Charles Fan, CEO, was formerly CTO of Cheetah Mobile leading its technology teams, and an SVP and/GM at VMware, founding the storage business unit that developed the Virtual SAN product. He also worked at EMC and was the founder of the EMC China R&D Center. He joined EMC via the acquisition of Rainfinity, where he was a co-founder and CTO.

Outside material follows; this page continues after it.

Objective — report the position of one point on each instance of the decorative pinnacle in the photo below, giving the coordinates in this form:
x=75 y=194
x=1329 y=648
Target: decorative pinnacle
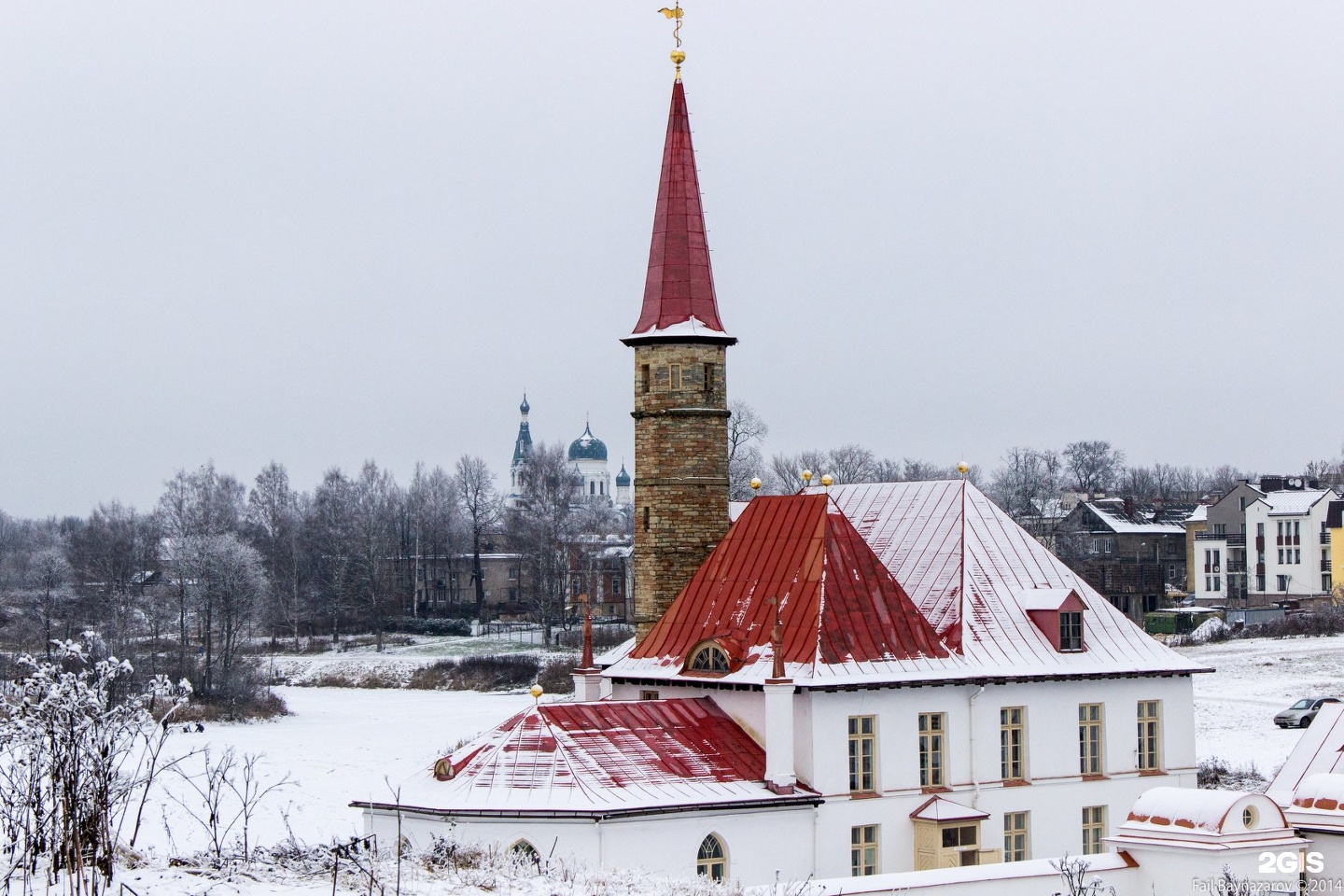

Yue Li, CTO, previously worked as a senior post-doctoral scholar in memory systems at Caltech. He has research experience on both theoretical and experimental aspects of algorithms for non-volatile memories. His research has been published in journals and conferences on storage.
Number of employees:
Approximately 50
Technology:
Big memory software is a new class of software-defined memory technology that virtualizes different types of memory including DRAM and persistent memory. Once virtualized, the software-defined memory can be accessed with modification by applications, replicated, tiered, and recovered at memory speeds.
Products description:
Memory can be accessed without code changes, scale-out in clusters to provide the capacity needed by real-time analytics and AI/ML apps, and deliver enterprise data services for HA.

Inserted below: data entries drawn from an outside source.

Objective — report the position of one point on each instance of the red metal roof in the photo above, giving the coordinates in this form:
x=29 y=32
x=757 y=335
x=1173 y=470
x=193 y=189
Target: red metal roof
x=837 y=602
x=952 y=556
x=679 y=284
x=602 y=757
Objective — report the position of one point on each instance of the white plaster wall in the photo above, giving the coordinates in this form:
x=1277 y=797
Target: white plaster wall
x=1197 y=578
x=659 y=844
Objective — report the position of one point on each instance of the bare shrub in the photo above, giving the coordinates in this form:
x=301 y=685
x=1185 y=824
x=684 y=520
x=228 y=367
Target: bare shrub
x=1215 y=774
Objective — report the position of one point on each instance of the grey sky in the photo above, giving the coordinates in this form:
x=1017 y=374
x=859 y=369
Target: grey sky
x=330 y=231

Memory machine software steamrolls 4 major limitations of in-memory computing:
1. Although not quite as fast as DRAM, it promises the ability to keep the data intact for fast in-memory start up and recovery.
2. Big memory software enables transparent access to PMEM – Without big memory software, applications must be modified to access PMEM, being a major obstacle to simple and fast deployment of PMEM and all its benefits. It responds by virtualizing DRAM and PMEM so its transparent memory service can do the work needed for applications to access PMEM without code changes.

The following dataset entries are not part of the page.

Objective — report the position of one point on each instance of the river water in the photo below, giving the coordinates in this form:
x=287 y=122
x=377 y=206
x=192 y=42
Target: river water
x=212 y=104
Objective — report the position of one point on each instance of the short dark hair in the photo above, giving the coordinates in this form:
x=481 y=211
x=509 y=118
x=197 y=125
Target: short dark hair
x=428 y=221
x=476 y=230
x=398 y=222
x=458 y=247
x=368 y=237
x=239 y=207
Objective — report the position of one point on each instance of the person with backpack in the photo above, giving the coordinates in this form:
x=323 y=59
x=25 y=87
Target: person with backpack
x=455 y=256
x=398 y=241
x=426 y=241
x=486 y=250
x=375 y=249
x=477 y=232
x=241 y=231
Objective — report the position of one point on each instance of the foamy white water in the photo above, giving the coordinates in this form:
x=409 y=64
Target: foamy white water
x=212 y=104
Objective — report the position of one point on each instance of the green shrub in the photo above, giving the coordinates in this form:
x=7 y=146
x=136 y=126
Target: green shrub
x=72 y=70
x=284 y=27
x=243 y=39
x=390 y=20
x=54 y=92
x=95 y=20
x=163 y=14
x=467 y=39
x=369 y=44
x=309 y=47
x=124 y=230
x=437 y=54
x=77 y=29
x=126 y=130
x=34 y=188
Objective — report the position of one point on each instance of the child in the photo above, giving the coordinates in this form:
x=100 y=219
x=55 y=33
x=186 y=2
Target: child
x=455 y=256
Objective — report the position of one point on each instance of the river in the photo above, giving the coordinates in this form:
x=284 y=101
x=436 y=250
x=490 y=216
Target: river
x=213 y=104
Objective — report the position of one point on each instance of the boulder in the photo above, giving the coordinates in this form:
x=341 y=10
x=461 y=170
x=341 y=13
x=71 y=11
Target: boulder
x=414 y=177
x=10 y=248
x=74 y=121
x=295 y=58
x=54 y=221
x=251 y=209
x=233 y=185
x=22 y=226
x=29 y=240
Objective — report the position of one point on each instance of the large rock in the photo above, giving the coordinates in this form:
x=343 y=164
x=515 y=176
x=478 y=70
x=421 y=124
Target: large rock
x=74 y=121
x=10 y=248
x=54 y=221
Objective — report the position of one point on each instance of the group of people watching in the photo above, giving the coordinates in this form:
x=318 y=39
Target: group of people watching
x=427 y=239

3. Taking memory capacity to the next level – PMEM offers higher density memory modules. Big memory software allows DRAM and high-density PMEM to scale-out in a cluster to form giant memory lakes with hundreds of terabytes in a single pool.
4. Big memory software delivers data services for HA – It is a platform for an array of memory data services starting with snapshot, cloning, replication and fast recovery. These are the same type of data services that help disk and flash storage achieve HA, only performing at memory speeds.
In the years ahead, the data universe will continue to expand, and the new normal will be real-time analytics and AI/ML integrated into mainstream business apps, but only if in-memory computing infrastructure can keep pace. Big memory computing – where memory is abundant, persistent, and highly-available – will succeed to unleash big (real-time) data.
Released date:
- Memory machine early access release with special support – April 2020
- Memory machine availability release – September 2020
Price:
$5/GB/year of memory used
Roadmap
Partners:
- DRAM vendors: SK hynix (investor)
- Persistent memory vendors: Intel (investor)
- Server vendors: Cisco (investor), Penguin (solutions including memory machine SW)
- Storage vendors: NetApp (investor)
- Database vendors: Kx, Redis (solutions qualified by MemVerge)
Distributor:
Colfax
OEMs:
Penguin, HPE (joint solutions)
Customers:
Names confidential, but are in the high-frequency trading and M&E markets
Applications:
- Latency-sensitive transactional workloads such as trading applications in capital markets
- Memory-intensive applications in M&E, healthcare, and oil and gas
- AI/ML inference like fraud detection, image classification and recommendation engines
Target market:
Market for real-time data and applications that run in-memory. According to IDC, real-time data will comprise almost 25% of all data by 2024.